I guarantee you that stop running is done by big players in the markets. It may not be done by retail brokers in anywhere near the way it’s been suggested, but it definitely happens in the inter-bank market. It happens in all the markets, and always has done. Ask any futures pit trader and they’ll tell stories about trades making runs at levels they know there are clusters of stops sitting at. That said, it takes some power to be able to make the market move like that and there’s no guarantee of things working out profitably.

John (rhodytrader) is exactly right.

Here on this forum, the subject of stop-hunting comes up regularly, every few months.

Here’s more on the point John was making, from a discussion posted here last June — 301 Moved Permanently

if you notice that before price makes a large break eitherway, price typically does the opposite first… sucks you into a bull / bear trap and then bye bye…

If that were true you could trade on the premise that there will be regular erroneous spikes and set buy limit orders much lower than the trend and therefore hit a nice trade everytime the broker introduces a sl hunting spike.

I notice that mostly before news. I attributed it to the closing out of positions prior to the announcement, instead of a more malicious act.

lol, I would not atempt to make a method based on that.

Now if you want to talk about news…from my VSA view, I see why news reaction will initially spike one way, only to be bought or sold into so it soon reverses to a large move the other way. I look at the reaction the inital news move, NOT the inital move, to see what big money is really doing.

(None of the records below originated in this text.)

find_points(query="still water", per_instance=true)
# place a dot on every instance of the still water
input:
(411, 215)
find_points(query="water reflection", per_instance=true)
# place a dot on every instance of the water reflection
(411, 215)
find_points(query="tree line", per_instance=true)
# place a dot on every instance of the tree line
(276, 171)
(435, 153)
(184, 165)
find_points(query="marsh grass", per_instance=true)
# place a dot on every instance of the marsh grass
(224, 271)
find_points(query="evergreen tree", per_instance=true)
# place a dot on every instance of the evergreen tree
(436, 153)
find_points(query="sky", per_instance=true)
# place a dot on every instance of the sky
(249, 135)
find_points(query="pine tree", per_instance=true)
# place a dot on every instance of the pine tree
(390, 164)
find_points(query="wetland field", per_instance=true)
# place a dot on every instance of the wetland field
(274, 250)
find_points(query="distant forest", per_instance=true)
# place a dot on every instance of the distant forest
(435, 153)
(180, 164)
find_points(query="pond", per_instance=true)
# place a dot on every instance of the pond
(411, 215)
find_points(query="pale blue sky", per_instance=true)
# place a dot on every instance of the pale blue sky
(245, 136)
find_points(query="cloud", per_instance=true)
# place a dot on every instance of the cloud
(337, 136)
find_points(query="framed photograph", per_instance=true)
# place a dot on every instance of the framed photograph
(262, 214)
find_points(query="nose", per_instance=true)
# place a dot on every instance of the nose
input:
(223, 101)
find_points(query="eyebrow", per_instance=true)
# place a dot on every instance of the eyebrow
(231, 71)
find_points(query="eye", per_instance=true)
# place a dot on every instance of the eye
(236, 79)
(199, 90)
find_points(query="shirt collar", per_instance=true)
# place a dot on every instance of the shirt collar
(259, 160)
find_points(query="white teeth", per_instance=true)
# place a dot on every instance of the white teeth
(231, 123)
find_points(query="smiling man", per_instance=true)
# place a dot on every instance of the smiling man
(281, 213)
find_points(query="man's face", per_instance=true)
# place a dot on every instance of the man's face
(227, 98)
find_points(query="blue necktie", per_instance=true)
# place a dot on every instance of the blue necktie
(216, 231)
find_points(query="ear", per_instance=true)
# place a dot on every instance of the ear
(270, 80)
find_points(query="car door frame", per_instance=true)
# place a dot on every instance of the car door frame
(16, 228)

Let’s say big money is positioning for shorts, if the news release is positive, they will let it spike up TO GET BETTER PRICES FOR THEIR SHORTS. It’s acutally very logical, and just happens to kill the noobs who chase price.

Stop Hunting as such is just not possible, it could/can be identified if you had different price quotes form different brokers, simple as that. However it doesn’t mean to say that no broker will rip you off, the point is it is much easier to do this with slippage rather than stop hunting. Stop hunting in itself just doesn’t make sense.

I’m with you PurplePatch.

Stop hunting would show up as strange random spikes that vary from broker chart to broker chart wouldn’t they?

I use a variety of charts, and they vary, but never more than a couple of pips. Nothing more than a different “last” number. One may have a buy, and the other a sell, and that be enough for a very slight difference.

If there’s a spike, I attribute it to a massive sell or buy from the institutional side as opposed to an attempt by my broker to clean me out.

Exactly, another thing I noticed as well is that you only tend to remember the ones where you have been stopped out by 1 PIP and not stayed in by 1 PIP.

this is what I noticed a lot recently. This week I tried to focus on what they would be doing around Non-farm payrolls on Friday so I traded the move each way over a 1 min time frame and made money in both directions. This information was very helpful in knowing how to ‘play the game’.

THANKS GUYS! :smiley:

While it’s true that stop hunting by individual brokers could be easily spotted, the real stop hunting is done at a higher level - in the inter-bank market from which the brokers get their base quotes. As such, you won’t see it in variations in broker quotes.